Minutes later, several men carrying various ropes, spades and crow bars, crowded round the vehicle, keyed up voices all shouting at once. The women were piggy-backed to the bank where they hugged with relief, then sank to the ground, giggling uncontrollably.
The frantic hubbub of the rescuers continued as lines were secured to the vehicle. The winch on the back of the truck whined, slowly hauling the filthy, dented car to safety. A loud cheer rose and the men transformed into triumphant warriors as they stamped rhythmically, chanting their Zulu victory song.
Settled in at base camp that evening, they savoured the earthy taste of blackened meat and corncobs they’d helped cook on the open fire. The incident was recounted for the umpteenth time, the girls horrified when Simon told them about the crocodile. ‘Just as well we didn’t think about it. That would really have freaked us out.’
‘Are you still going to do the trail?’ Jack asked.
Lanky legs didn’t pause, ‘Of course, we came all this way. Nothing stopping us … except clean clothes p’rhaps.’ She glanced down then looked at her friend, ‘Just as well they have a good supply of these ranger’s overalls.’
Jack slapped his thigh, ‘That’s the spirit; never know when you’ll be back here again, eh?’
They rose at sunrise having spent the first night in the relative comfort of a thatched, square hut. A rifle-bearing game ranger greeted them. ‘’Morning everyone, my name’s Andy. I’ll be your guide for the next few days. I trust you all had a good rest last night after your, er, adventures yesterday?’
Jack chuckled, ‘Well, at least everyone is safe. We should be fine now.’ Simon hadn’t heard his father so positive for months. Little bit of distressed damsel done the trick?
Andy continued, ‘You’ve already met Ndumo who will be our tracker. As you know, we will hike 25kms today, reaching camp just before dark. The pack donkeys will leave later this morning, taking all our gear and our tents will be pitched, ready for our arrival.’

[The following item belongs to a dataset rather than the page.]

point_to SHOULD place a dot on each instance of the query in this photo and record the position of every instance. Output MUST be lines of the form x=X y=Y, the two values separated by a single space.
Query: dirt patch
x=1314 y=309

‘What’s the gun for, Andy?’ one of the women asked.
‘You have to remember we’re exposing ourselves to wildlife. There’s no saying what they might decide to do. However, we haven’t had any problems since we opened fifteen years back and don’t anticipate any either. He lifted a backpack from several stacked at his feet. ‘These have lunch and water in them and you can add whatever you want, like sunscreen, cameras, etc. So! Are you ready? Let’s go.’
Ndumo in front, Andy behind, they set off at a brisk pace through dew spangled grass, leaving civilisation behind.
Simon was impatient to see rhino. He’d been to several game parks in South Africa, but never seen the elusive white square-lipped rhino. And never in close proximity like this would be. He didn’t have to wait long.
The game ranger’s sibilant command flared like a newly lit match. The air tingled with expectation and Simon felt the hairs on his neck rise. Slowly Andy signalled right. There they were – a hundred metres away. Two, three, no five grazing rhinos. He tested the wind direction and beckoned his group to follow him.
One of the females lifted her massive head, sniffed the air and flicked her small ears in their direction. Noisily she let out her breath. Her companions followed suit. Her cumbersome bulk began moving towards them.
The ranger removed the gun from his shoulder. Unconsciously, the group started to back away, six steps to the rhino’s one. Simon glanced round at the trees – small with scrawny branches. Then he saw lanky legs, motionless and white faced with fear. To his surprise, Simon watched his dad move slowly towards her, hold her firmly and pull her rigid figure backwards.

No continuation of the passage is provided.